Antonio Conte was given the right players and he made perfect use of them. Rather than being lured into the arms race for marquee signing after marquee signing, Chelsea must take a pragmatic attitude into the remainder of this window. Signing Rudiger rather than van Dijk may have underwhelmed for some, but Rudiger’s versatility and price make him a suitable, sensible addition.
Another hero in Chelsea’s improbable title win was perennial loanee and apparent outcast, Victor Moses. With Charly Musonda, Andreas Christensen and Lewis Baker set to join the team on pre- season tour, Chelsea’s illustrious farm could be about to fill further gaps in the squad.
Moses’ successes last season must act as reminder of the talent on Chelsea’s books and gives an alternative to the heavy spending required to bring players in this summer.
Life After Lukaku
With Bertrand Traore sold and Tammy Abraham loaned, the in-house alternatives to Lukaku, however, are limited. Michy Batshuayi – who is not a player Conte has shown much interest in – is likely to remain a Blue in the light of Diego Costa’s impending departure.
The striker market is barren this summer. Chelsea’s apparent complacency over the arrival of Lukaku has left them in a panic for a new option. Andrea Belotti and Alvaro Morata are the main names, but those price tags are equally ugly. Elsewhere, Fernando Llorente and Javier Hernandez are two cut-price possibilities.
The risk on Belotti and Morata is high, which may force Chelsea to look elsewhere. Given their recent approach to signings, a Llorente, Hernandez, Batshuayi strike force next season would be notonly unsurprising, but a satisfactory outcome.
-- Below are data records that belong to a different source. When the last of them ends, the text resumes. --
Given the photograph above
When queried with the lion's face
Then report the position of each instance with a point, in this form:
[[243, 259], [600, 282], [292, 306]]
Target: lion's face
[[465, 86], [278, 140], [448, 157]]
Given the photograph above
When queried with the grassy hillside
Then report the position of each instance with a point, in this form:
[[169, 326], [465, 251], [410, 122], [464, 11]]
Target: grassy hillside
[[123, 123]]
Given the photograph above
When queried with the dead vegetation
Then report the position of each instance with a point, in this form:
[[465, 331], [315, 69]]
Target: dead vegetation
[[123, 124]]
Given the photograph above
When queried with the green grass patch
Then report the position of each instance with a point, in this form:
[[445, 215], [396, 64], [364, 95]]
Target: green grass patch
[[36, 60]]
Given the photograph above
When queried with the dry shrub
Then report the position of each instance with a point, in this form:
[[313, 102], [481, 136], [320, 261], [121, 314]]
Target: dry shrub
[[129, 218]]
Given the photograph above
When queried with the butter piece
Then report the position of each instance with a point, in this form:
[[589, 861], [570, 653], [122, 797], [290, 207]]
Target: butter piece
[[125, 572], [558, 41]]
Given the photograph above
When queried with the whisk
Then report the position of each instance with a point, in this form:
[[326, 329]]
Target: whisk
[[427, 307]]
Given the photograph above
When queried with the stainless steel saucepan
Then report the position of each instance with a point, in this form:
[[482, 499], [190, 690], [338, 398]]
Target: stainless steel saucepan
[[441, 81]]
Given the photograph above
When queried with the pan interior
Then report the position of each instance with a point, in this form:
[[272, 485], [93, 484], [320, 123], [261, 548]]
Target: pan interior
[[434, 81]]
It would give tactical flexibility and avoid the reliance on a young, risk-carrying forward.
It could be a different combination of strikers, of course, but the Lukaku setback should see Chelsea turn their attention to lower price forwards in the same way the Koulibaly failings led to Luiz.
Cheaper does not mean worse and Chelsea will do well to remember that in light of a frustrating beginning to their window.